3 situations when a restrictive covenant may be unenforceable

Restrictive covenants, such as non-disclosure agreements and non-compete agreements, serve an important purpose. When used correctly, they can shield your trade secrets from your competitors. In some circumstances, however, your restrictive covenant may not be enforceable. There are several reasons a court may find your contract invalid.

The restrictions are unreasonable

In Florida, there are limits to how long you can enforce a restrictive covenant. The limit depends on the type of restriction. For example, a non-compete agreement with a former employee generally can not last longer than two years. You must also be able to demonstrate that the restriction protects a “legitimate business interest.” If you can not prove that the restrictions are necessary, the court may decline to enforce the contract.

The restrictions impact public welfare

Courts will generally not enforce a restrictive covenant that has a negative impact on public health or welfare. For example, if there is a drastic shortage of workers in your industry, the court may override your non-compete agreement to allow your former employee to work in the industry.

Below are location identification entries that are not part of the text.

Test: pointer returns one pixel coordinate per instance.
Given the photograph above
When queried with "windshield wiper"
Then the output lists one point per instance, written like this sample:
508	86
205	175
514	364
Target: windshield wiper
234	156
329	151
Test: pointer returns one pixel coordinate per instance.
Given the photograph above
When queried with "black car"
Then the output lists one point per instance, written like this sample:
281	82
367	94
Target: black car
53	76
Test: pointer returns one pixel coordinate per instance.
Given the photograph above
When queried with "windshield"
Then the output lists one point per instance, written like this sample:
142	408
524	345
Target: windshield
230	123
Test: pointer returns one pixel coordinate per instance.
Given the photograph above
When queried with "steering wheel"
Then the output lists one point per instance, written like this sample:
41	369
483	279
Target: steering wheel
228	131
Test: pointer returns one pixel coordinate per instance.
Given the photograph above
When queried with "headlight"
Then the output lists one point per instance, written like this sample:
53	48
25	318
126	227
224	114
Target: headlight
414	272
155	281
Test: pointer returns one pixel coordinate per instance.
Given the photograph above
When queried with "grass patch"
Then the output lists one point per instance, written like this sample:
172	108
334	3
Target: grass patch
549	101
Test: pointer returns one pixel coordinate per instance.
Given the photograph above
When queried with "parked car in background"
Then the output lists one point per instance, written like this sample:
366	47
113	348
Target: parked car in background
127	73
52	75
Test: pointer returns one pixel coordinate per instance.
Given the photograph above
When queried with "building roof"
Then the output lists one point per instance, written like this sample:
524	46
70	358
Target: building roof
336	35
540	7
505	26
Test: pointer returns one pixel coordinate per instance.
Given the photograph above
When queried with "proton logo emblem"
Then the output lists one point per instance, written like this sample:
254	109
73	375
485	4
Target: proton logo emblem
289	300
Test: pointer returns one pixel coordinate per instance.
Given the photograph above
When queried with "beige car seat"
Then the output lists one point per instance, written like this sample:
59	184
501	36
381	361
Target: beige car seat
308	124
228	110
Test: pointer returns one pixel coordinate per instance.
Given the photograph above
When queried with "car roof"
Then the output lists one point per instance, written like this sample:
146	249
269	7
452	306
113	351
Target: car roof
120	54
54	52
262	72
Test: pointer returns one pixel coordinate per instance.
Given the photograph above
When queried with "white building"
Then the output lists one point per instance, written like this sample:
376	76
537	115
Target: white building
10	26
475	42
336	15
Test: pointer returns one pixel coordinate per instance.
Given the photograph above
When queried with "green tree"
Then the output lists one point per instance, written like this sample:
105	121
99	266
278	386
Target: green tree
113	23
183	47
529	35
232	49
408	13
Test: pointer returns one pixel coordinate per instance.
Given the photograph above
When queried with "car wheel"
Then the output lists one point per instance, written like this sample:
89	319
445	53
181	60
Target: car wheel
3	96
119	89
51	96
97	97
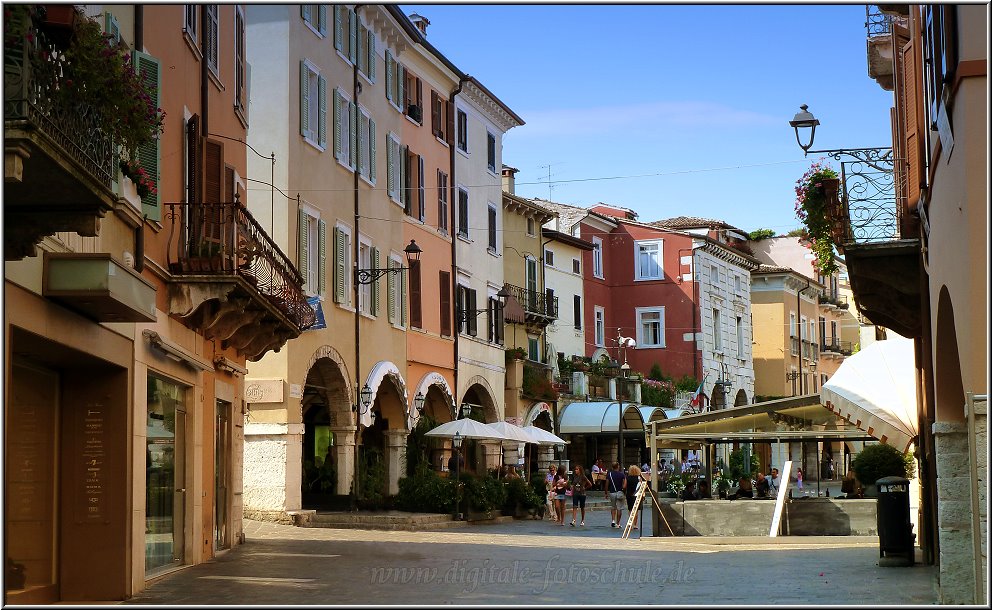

The restrictions are no longer relevant

If you have changed industries, your previous contracts may no longer apply. Since the purpose of restrictive covenants is to protect your business interests, the court might not uphold a contract that is not relevant to your current field. Protecting your trade secrets is important to the success of your business, and restrictive covenants are an important tool to accomplish this. However, it is important to understand how to use them properly.